4:20 Now we can take this once step farther, and I can't show it to you running because I am running Python 3.5,
4:26 but in Python 3.6 they have taken this idea and said this is a great idea, if we could come down here, let's take this version,
4:35 so great idea, if I already have like a name, and an age I could come down here and use keyword values, like so and get this to run, right,
4:46 "Hi, I'm Michael I'm 43", kind of like unpacking our dictionary, but in Python 3.6 they said you know, this is such a common thing,
4:53 we would like to just grab the variable called name and grab the variable called age and put it in the string, without format.
4:59 So if we had just an f right here, then Python itself would actually pull name and age out of whatever namespace it happens to be in.
5:08 Now you can see this is an error because it doesn't work, in Python 3.5, but that's coming in the next release of Python, which is awesome.

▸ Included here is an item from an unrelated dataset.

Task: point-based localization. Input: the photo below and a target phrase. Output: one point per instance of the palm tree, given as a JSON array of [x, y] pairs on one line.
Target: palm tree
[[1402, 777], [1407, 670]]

5:16 All right, so let's review. The first sort of naive version of printing out this string we are just going to concatenate them,
5:23 that works well with strings but not with non-strings, so our age caused the crash, that was definitely not the way to do it,
5:29 we could explicitly convert that age to a string, this is definitely not Pythonic, this is absolutely not Pythonic,
5:36 but it does print put "Hi, I'm Michael I'm 43 years old", we can use the percent format style where we have "%s", "%d", "%f", that kind of thing,
5:44 but it's restricted only formatting output for integers, floats, under the "%d" and then strings under the "%s".
5:53 Anything really that can be converted to a string for those. But you kind of have to know the format, that's not perfect to my mind.
5:59 Some people say they prefer the percent version because there is fewer characters to type, and that somewhat depends on your editor
6:06 I mean you do have to say ".format" instead of percent, in PyCharm you type ".f" and hit Enter, right, so you type about the same number of characters,
6:16 so here are the more Pythonic versions in my opinion. The first version, we used .format(name, age)
6:22 and then we just put blank curly braces open/close curly braces, no numbers to say that the first item here, the second item there and so on,
6:29 we have of course the extra flexibility to say "we'd like to reorder those and number them in the string",
6:35 if we have a dictionary so we can actually project it by key into the string or we could even use keyword arguments on our format
6:41 to accomplish the same thing, which is really nice because here we have a 1 and zero on a complex strings
6:47 you might have many of these little indices or whatever, into your arguments and those are hard to maintain. Whereas keyword arguments are really clear
6:55 what goes into which part of the string. Finally, in Python 3.6 coming soon, there is going to be what's called string interpolation,
7:02 where you put an "f" (format) in front of the string that will automatically grab the data straight out of the variables.